Mit ihrer kompromisslosen Haltung in der Frage der Abweisung von Flüchtlingen an der Grenze hat die CSU die Union in die schwerste Krise seit Jahrzehnten geführt. CSU-Chef und Bundesinnenminister Horst Seehofer legt es jedoch nach eigenen Worten nicht auf eine totale Eskalation mit Bundeskanzlerin Angela Merkel an. "Niemand in der CSU hat Interesse, die Kanzlerin zu stürzen, die CDU/CSU-Fraktionsgemeinschaft aufzulösen oder die Koalition zu sprengen" sagte er der Bild am Sonntag.

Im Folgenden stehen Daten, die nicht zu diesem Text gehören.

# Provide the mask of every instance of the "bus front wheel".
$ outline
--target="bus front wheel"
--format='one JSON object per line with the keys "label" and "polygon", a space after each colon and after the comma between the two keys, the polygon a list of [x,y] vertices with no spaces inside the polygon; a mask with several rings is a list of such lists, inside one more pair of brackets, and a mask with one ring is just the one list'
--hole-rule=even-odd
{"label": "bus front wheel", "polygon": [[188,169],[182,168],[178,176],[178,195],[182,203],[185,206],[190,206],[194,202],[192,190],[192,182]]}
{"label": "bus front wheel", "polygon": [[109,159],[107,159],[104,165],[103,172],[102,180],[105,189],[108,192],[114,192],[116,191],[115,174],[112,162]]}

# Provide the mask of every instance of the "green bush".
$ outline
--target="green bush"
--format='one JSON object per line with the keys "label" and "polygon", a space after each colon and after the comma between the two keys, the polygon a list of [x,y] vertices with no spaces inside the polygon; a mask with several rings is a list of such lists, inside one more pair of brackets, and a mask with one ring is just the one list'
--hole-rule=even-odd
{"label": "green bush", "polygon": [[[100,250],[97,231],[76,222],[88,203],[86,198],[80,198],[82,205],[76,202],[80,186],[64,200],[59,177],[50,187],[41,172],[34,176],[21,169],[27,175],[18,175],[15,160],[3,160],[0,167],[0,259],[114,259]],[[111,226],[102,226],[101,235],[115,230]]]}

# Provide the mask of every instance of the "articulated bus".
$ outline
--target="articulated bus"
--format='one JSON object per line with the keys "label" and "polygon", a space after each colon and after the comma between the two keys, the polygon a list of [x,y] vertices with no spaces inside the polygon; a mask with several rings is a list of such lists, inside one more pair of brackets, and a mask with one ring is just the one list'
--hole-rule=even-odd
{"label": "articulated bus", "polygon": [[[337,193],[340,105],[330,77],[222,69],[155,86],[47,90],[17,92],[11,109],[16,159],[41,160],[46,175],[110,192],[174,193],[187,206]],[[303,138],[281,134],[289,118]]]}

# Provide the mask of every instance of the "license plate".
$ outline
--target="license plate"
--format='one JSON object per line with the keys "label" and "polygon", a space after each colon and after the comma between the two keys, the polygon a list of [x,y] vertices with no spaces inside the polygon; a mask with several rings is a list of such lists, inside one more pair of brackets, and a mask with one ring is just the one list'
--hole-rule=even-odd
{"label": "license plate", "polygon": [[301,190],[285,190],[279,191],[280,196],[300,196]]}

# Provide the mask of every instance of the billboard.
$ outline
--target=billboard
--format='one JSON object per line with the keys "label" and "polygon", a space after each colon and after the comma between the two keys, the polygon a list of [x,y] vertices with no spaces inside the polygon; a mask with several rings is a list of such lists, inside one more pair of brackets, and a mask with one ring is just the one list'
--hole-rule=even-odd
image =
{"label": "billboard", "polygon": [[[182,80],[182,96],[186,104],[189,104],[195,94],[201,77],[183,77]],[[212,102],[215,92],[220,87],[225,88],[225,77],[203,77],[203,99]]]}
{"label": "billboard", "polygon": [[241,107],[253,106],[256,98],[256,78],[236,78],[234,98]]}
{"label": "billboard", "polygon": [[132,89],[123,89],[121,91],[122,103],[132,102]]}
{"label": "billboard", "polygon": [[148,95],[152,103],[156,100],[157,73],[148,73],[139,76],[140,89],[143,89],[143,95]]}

In einer internen Runde soll Seehofer sich allerdings äußerst abfällig über Merkel geäußert haben. "Ich kann mit der Frau nicht mehr arbeiten", sagte er der Welt am Sonntag zufolge in einer Runde der CSU-Regierungsmitglieder mit dem Landesgruppenvorsitzenden Alexander Dobrindt am Donnerstagmorgen in Berlin. Den Satz soll er demnach auch nochmal wiederholt haben. In der Sache zeigte sich Seehofer ohnehin unnachgiebig. Die CSU wolle jedoch "endlich eine zukunftsfähige Lösung für die Zurückweisung von Flüchtlingen an unseren Grenzen", sagte er der Bild am Sonntag.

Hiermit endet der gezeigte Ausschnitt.